Şayet işin aslına gelir isek; memleketimizde her bölge kendi imkânı ölçüsünde temin edebildiği malzemeler ile arkadan gelecek nesillere birçok özgün ve eşsiz mimari eserler bırakmıştır. Kahir ekserisi yerel halkın elinden çıktığı için ayrıca bir ehemmiyete sahip; birçok han, konak, hane hayat, camii hayrat mevcuttur. Hele o Anadolu’nun en ücra köylerinde bulunan ahşap işçilikli camilerimiz araştırılsın, Hayran olunası nice işler ortaya çıkacaktır.
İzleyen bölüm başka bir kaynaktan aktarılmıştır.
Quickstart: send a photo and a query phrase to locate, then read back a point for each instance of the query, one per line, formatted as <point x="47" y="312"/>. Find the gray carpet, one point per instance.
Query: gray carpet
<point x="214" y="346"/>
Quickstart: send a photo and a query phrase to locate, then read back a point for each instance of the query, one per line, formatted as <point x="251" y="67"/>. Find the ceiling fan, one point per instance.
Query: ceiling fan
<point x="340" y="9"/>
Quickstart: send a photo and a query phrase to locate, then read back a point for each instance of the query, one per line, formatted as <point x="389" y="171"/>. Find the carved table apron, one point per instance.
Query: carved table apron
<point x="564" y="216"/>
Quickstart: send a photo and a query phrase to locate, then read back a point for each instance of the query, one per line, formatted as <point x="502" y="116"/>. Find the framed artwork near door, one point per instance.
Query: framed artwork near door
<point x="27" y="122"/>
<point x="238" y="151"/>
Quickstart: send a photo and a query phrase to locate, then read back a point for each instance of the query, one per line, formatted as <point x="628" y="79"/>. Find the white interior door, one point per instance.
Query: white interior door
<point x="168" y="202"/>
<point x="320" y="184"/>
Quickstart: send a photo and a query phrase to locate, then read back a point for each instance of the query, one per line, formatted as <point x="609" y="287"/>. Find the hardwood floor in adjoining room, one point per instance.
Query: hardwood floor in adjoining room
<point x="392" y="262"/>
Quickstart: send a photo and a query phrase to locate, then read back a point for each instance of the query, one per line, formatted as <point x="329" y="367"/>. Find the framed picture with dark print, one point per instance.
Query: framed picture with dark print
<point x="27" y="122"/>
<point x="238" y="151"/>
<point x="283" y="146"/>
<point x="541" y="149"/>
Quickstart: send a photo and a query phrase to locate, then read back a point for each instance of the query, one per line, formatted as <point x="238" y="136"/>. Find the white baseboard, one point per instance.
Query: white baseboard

Ağaçlık bölge ise daha çok ahşap, bozkır ise ağırlıklı taş işçiliği haneler görmek mümkündür. Bizlere; tabi her şeye burun kıvırmayı, beğenmemeyi bir üstünlük alameti, bir sanat anlayışı gören nesile, estetiğin imkân veya imkânsızlık ile bir alâkasının olmadığının tezahürü gibidir bu haneler. Hepsi özgündür. “He lan bir Türkiye derim, başka bir şey söylemem” dedirtir insana. Son zamanlarda bu özgün mimariden uzaklaşılmış olmasının zanaat ustasının azalmasının yanı sıra el emeği maliyetinin artmasının da etkili olduğu kanaatindeyim. Haliyle briket ucuz, ağaç ve taş işçiliğinin üstesinden gelecek usta sayısı ya az ya da maliyetli. Bu örneklemeler ile meselemizin dönüp dolaşıp geldiği yere yaklaşmış oluyoruz.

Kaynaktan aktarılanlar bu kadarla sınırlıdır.